DI CORONAVIRUS I PROFESSIONISTI A CONTATTO CON LA GENTE POSSONO MORIRE. IERI ALTRI DUE DECESSI. E SONO 2700, TRA GENERALISTI ED OSPEDALIERI, I CONTAGIATI, IL 10% DEL TOTALE
La
notizia è di quelle che ti lasciano col fiato sospeso. Due medici di
famiglia del Materano sono stati sottoposti nella giornata di oggi a
tampone per la ricerca del Coronavirus. I risultati si conosceranno
domani. Ma, intanto, noi tutti, con loro ed i loro familiari, siamo
in ansia. Non fornirò ai lettori elementi che possano far risalire
ai due professionisti in questione. E ciò per il sacro rispetto
della loro privacy e per non ingenerare allarme tra i cittadini.
Sperando che il tampone dia esito negativo per entrambi. Dirò solo
che si tratta di due colleghi che hanno avuto la sola colpa di
lavorare per risolvere le problematiche di salute dei loro assistiti
nel centro (Matera città od uno dei 31 comuni della provincia) dove
esplicano la loro attività. Magari senza quei dispositivi di
protezione individuali necessari in questo momento. La Asm, sinora,
ha consegnato ad ognuno di noi soltanto tre mascherine con
respiratore. Le trattiamo religiosamente, riusando quasi sempre la
stessa per risparmiare le altre due. Guanti, copriscarpe, camici
monouso, li ha chi è riuscito a comprarseli da se. Il fatto, perciò,
è grave. Nel caso di contagio, circa tremila assistiti rimarranno,
non si sa per quanto tempo, senza assistenza sanitaria. Già. Tutti
devono riflettere. I medici di Covid-19 possono morire. Ieri se ne
sono andati altri due. Così, Silvestro Scotti, segretario generale
del mio sindacato, la Fimmg: “Ci ha lasciato un altro collega. In
questo momento è difficile restare lucidi, tenere duro e andare
avanti. Mario Giovita avrebbe festeggiato il suo compleanno il
prossimo 27 aprile, ed è alla sua famiglia che va il nostro più
sincero abbraccio. Un'altra vita che si sarebbe potuta salvare se
solo ci avessero dotato dei dispositivi di protezione individuale.
Purtroppo, le amministrazioni, politiche e sanitarie, hanno
abbandonato i medici della medicina generale al loro destino.

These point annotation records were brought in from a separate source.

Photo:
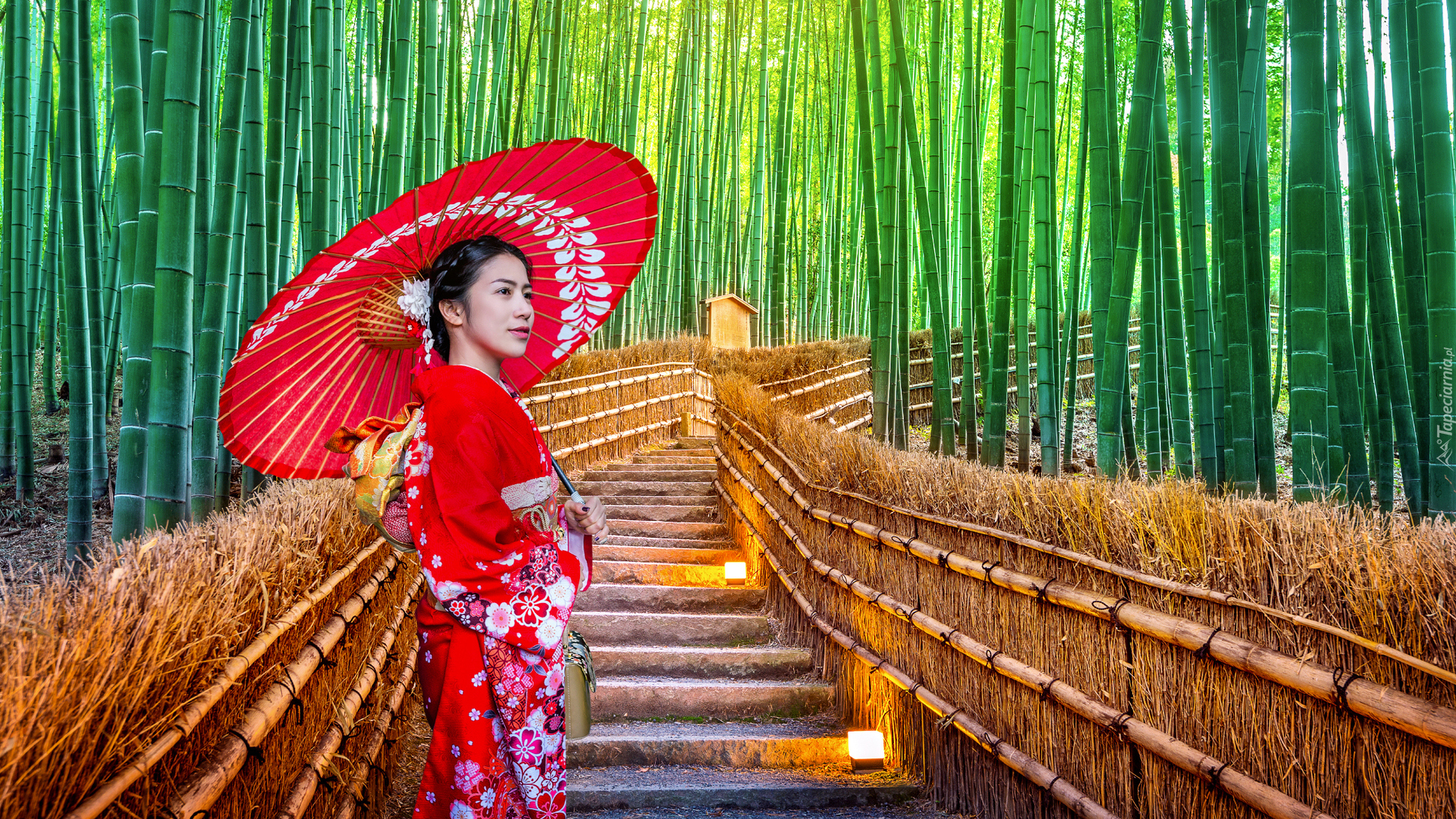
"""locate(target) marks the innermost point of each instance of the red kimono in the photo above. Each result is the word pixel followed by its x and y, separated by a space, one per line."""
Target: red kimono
pixel 503 573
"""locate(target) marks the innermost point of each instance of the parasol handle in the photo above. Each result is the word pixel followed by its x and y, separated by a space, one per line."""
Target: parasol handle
pixel 565 482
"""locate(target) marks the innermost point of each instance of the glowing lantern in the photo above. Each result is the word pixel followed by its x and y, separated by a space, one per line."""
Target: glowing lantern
pixel 867 751
pixel 736 573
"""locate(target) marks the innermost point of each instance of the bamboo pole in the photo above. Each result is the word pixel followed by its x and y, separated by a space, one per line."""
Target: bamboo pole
pixel 1185 589
pixel 615 411
pixel 306 784
pixel 561 453
pixel 607 385
pixel 228 757
pixel 376 741
pixel 839 406
pixel 1347 689
pixel 1006 754
pixel 1213 773
pixel 199 707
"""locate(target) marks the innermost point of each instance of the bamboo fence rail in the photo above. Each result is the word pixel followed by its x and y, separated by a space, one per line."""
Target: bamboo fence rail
pixel 1038 774
pixel 1185 589
pixel 1335 687
pixel 618 416
pixel 228 757
pixel 1184 701
pixel 199 707
pixel 364 763
pixel 305 786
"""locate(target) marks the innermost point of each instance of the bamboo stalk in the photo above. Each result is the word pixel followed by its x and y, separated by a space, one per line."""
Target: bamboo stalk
pixel 306 784
pixel 1222 776
pixel 1185 589
pixel 376 741
pixel 228 757
pixel 1006 754
pixel 199 707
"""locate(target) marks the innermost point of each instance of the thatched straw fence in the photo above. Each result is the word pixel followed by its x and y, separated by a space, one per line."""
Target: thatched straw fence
pixel 1156 651
pixel 196 670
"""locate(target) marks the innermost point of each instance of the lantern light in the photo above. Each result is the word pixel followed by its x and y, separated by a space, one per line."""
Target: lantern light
pixel 867 751
pixel 736 573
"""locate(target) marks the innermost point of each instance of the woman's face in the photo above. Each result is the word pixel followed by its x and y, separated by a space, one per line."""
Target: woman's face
pixel 498 316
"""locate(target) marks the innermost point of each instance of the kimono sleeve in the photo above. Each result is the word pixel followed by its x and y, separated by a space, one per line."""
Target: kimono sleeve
pixel 469 569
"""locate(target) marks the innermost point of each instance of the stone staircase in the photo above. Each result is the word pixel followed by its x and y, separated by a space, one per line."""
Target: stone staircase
pixel 696 706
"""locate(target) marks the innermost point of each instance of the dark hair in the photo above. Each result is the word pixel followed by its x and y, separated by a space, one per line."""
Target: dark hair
pixel 455 271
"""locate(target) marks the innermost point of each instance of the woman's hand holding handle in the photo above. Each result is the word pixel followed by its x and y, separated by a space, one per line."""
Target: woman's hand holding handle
pixel 588 518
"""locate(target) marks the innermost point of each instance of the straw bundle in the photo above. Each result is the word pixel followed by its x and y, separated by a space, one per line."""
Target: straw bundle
pixel 101 665
pixel 1382 582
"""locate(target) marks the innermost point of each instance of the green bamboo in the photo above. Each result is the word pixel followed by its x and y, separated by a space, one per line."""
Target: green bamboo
pixel 77 321
pixel 207 382
pixel 1308 305
pixel 1112 390
pixel 128 500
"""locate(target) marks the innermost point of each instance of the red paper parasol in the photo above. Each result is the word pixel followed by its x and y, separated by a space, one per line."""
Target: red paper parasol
pixel 334 346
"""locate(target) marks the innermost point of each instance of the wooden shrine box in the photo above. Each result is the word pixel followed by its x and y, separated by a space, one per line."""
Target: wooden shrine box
pixel 728 319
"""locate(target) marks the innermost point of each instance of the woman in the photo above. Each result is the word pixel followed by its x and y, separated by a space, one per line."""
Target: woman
pixel 497 558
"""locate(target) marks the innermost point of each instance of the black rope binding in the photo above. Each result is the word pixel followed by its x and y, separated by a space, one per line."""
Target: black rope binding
pixel 1046 689
pixel 1343 689
pixel 254 752
pixel 293 691
pixel 1111 611
pixel 1203 651
pixel 1120 725
pixel 1216 777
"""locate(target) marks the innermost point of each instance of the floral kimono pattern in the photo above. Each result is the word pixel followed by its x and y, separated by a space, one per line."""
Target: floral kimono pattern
pixel 503 575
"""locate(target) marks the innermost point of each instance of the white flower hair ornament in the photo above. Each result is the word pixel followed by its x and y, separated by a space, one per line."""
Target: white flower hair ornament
pixel 416 305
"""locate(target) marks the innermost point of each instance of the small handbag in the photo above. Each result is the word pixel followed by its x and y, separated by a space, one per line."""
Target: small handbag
pixel 582 681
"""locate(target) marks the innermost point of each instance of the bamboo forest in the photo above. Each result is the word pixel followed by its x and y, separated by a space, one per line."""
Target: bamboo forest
pixel 1199 229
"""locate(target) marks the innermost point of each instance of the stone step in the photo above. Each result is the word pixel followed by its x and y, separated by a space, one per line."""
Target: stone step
pixel 655 629
pixel 698 513
pixel 645 474
pixel 702 664
pixel 645 697
pixel 792 744
pixel 658 573
pixel 619 539
pixel 753 789
pixel 653 554
pixel 661 500
pixel 667 529
pixel 705 466
pixel 613 487
pixel 628 598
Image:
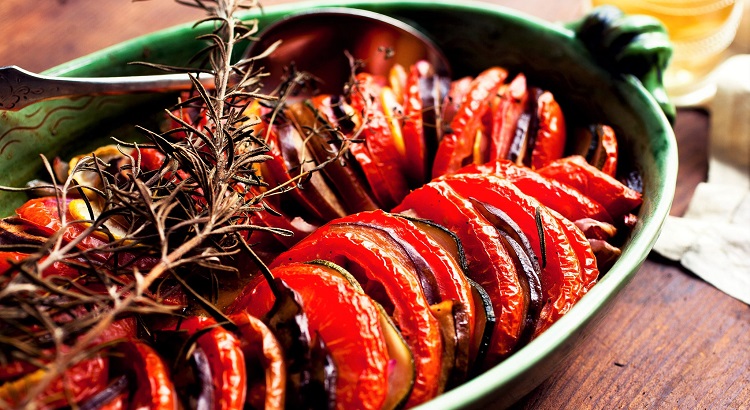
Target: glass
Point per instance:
(701, 31)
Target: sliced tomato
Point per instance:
(598, 144)
(316, 200)
(386, 164)
(549, 142)
(457, 147)
(45, 215)
(582, 248)
(565, 199)
(79, 382)
(346, 320)
(387, 275)
(225, 359)
(562, 271)
(264, 357)
(397, 78)
(617, 198)
(456, 94)
(148, 375)
(506, 113)
(490, 264)
(609, 147)
(323, 143)
(413, 125)
(375, 155)
(435, 268)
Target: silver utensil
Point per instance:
(315, 41)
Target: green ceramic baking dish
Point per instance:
(597, 68)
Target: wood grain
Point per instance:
(669, 340)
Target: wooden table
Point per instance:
(669, 340)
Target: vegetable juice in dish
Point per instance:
(386, 295)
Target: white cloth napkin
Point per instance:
(712, 239)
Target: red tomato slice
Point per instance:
(226, 360)
(265, 356)
(549, 143)
(456, 94)
(505, 115)
(375, 163)
(317, 200)
(79, 382)
(561, 275)
(387, 276)
(564, 199)
(457, 147)
(450, 282)
(413, 126)
(609, 146)
(490, 264)
(380, 142)
(345, 319)
(617, 198)
(148, 372)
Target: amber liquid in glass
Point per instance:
(701, 31)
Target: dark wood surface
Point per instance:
(669, 340)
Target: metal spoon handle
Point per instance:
(19, 88)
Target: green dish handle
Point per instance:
(629, 44)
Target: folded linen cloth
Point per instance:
(712, 239)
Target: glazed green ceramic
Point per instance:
(594, 75)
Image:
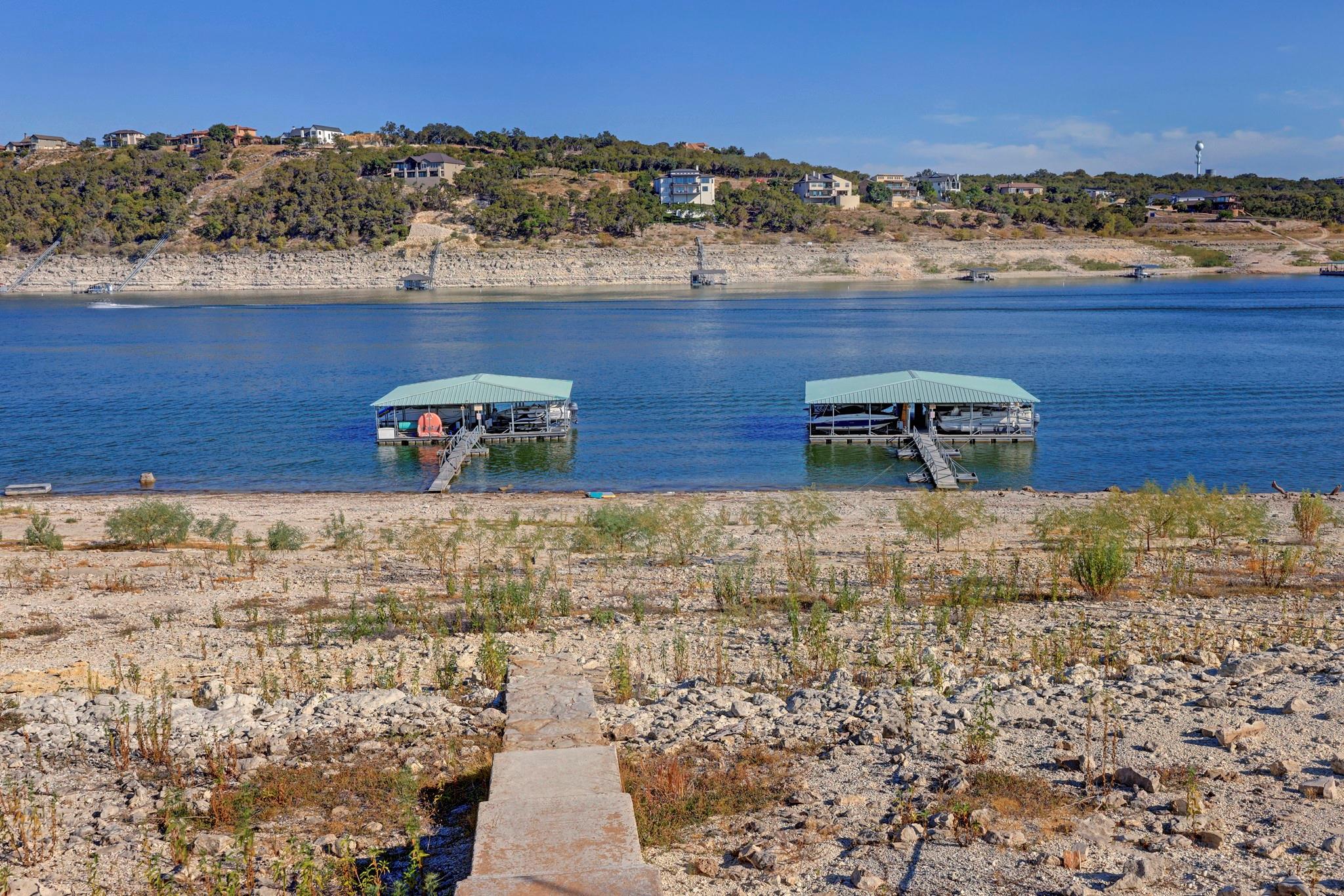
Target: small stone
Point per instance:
(706, 866)
(862, 879)
(1320, 789)
(1231, 734)
(207, 844)
(1296, 706)
(1141, 872)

Lasciandoli privi di quei dispositivi di protezione individuale che
per noi sono anche strumenti di protezione collettiva”. E sono
circa 2.700, tra generalisti ed ospedalieri, gli ammalati di
Coronavirus, alcuni gravissimi. Si tratta del 10 per cento del totale
dei contagiati. Hanno preso il virus in corsia o sul territorio
spesso perché non avevano gli strumenti giusti o i ricambi
sufficienti. Quale è la riflessione? Che lo Stato, nella sua
interezza, deve tutelare i suoi medici. Come debbono tutelarli i
cittadini. Aiutiamoci l'un l'altro. I pazienti debbono capire che
proteggendo i loro curanti proteggono se stessi. Ieri mi hanno
chiamato prima la moglie e poi la figlia di un paziente anziano,
cardiopatico, che aveva battuto il ginocchio sette giorni prima e che
aveva “una palla” nella sede del trauma non riuscendo più a
muovere l'arto. Hanno insistito perchè andassi a casa del loro
congiunto. Ho accettato. Mentre andavo ad effettuare la visita
domiciliare ho chiamato il mio assistito per chiedergli se avesse
incontrato nei giorni precedenti casi accertati o sospetti o
familiari di casi sospetti di infezione di Coronavirus spiegandogli
che quel mio accesso poteva mettere a rischio la sua e la mia vita
esponendo entrambi al pericolo di contagio. La sua risposta: “No,
dottore, non venite. Io non ho dolore al ginocchio, lo muovo bene, è
solo un po' gonfio. Non venite. Sapete, mia moglie e mia figlia sono
apprensive...”. Ho assegnato la terapia al paziente ed ho fatto
dietro front. Sono questi comportamenti quelli da evitare se vogliamo
uscire dall'emergenza. La gente deve capire che esiste un problema
collettivo più importante di quello, pur rilevante, individuale.
Altrimenti, per concludere ancora con Scotti: “Continuando così la
domanda da porsi non è se ma quando saremo contagiati”.
E l'angoscia per l'esito del tampone dei nostri due amici medici di
famiglia del Materano si fa spasmodica. Speriamo bene.